The economic transformation of China is the most important global economic event of the past forty years. It has changed the balance of power on the Eurasian landmass, in ways we are only beginning to comprehend.
The economic transformation of China happened because, since 1979, there has been lively economic competition within China, something that was not allowed in the Soviet model. China’s economy grew, while the centralised Soviet system stagnated. This explains why Communism survived in China, but collapsed in the Soviet sphere. China also grew thanks to the opening up of global trade, under successive rounds of trade liberalisation, which allowed China to build a powerful export sector.

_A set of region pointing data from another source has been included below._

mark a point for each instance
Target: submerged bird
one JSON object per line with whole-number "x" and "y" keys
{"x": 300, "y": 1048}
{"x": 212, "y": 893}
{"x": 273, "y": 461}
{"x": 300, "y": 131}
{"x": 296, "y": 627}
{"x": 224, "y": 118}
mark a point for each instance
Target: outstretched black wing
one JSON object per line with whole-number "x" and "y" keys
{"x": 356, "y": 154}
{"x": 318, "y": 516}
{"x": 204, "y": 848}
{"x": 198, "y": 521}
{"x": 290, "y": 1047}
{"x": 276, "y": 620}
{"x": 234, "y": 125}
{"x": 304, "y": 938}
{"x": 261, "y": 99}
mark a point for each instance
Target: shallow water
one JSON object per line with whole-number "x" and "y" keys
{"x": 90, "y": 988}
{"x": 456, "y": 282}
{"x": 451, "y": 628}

Now China is having to transform itself again. Its export led model has reached its limits. Labour costs are rising because the big transfer of labour from farming to industry is over, and the Chinese population is beginning to age. The working age population of China peaked in 2015 and will decline from now on. Chinese exporters are being undercut by lower wage economies like Vietnam.
The Chinese economy has also reached environmental limits. The pollution level in some cities is dreadful, and the air is dangerous to breathe, even on an apparently clear day. I experienced this for myself when I visited China in the past fortnight on business. Environmental losses reduce China’s GDP by 10%.

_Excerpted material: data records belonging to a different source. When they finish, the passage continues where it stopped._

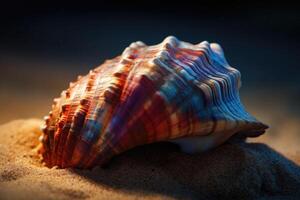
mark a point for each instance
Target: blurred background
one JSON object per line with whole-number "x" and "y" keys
{"x": 44, "y": 45}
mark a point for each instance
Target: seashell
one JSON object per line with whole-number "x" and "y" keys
{"x": 174, "y": 91}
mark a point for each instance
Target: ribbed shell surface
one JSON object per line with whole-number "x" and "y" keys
{"x": 148, "y": 94}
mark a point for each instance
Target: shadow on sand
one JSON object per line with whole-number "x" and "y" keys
{"x": 233, "y": 170}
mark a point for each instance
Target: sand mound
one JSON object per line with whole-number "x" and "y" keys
{"x": 157, "y": 171}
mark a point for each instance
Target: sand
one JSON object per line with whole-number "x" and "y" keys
{"x": 156, "y": 171}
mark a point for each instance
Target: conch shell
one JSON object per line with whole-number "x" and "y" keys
{"x": 174, "y": 91}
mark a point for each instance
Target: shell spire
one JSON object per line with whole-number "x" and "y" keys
{"x": 174, "y": 91}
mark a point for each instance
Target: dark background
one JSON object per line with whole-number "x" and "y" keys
{"x": 44, "y": 45}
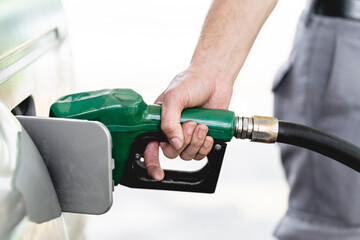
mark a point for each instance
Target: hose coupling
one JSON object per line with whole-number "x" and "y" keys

The proportion of its population living in cities will grow from 20% in 1978, to 50% today, and to 75% by 2030. This will lead to even more pollution, unless the cities are built to a different model. China is devoting a lot of research to this and may soon become an exporter of green technology. Necessity is the mother of invention.
Meanwhile China has an increasing number of well off, high spending, consumers. The Boston Consulting Group recently estimated that what it calls the “upper middle class” ( a group that can afford regular foreign holidays) will rise from 53 million today, to 102 million by 2020. Interestingly it estimates that, by 2020, the upper middle class in will reach 73 million in Indonesia, 32 million in India, and 21 million in Thailand.

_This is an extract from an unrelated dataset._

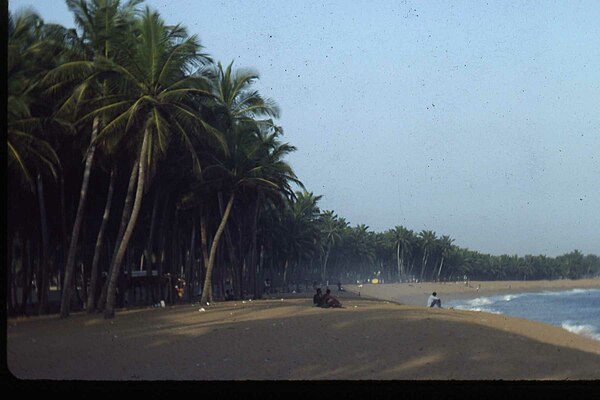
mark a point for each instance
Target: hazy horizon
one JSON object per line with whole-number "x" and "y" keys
{"x": 475, "y": 120}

At the other end of the scale, China has not got a well developed welfare system. The income gap is very wide. Stress is high. Parents are left looking after grandchildren back in rural China while sons and daughters seek work in the cities. There is a two tier labour market, under which long established city residents qualify for social supports, but recent arrivals in cities do not, and can remain in a precarious situation for years.
Nationalism is very strong in China, and one can foresee a clash between the American nationalism of Donald Trump, and the Chinese nationalism of the Communist party.
Both can exploit suspicion of the other, to rally political support internally.
The United States should be cautious. The abandonment of the Trans Pacific Partnership, by both Donald Trump and Hillary Clinton, will leave China in the driving seat, as far as trade policy in East Asia is concerned. It is ironic that China increasingly sees itself as the defender of an open world trading system, while the United States adopts protectionist rhetoric. Adding a conflict over the status of Taiwan to this mix could have unpredictable results.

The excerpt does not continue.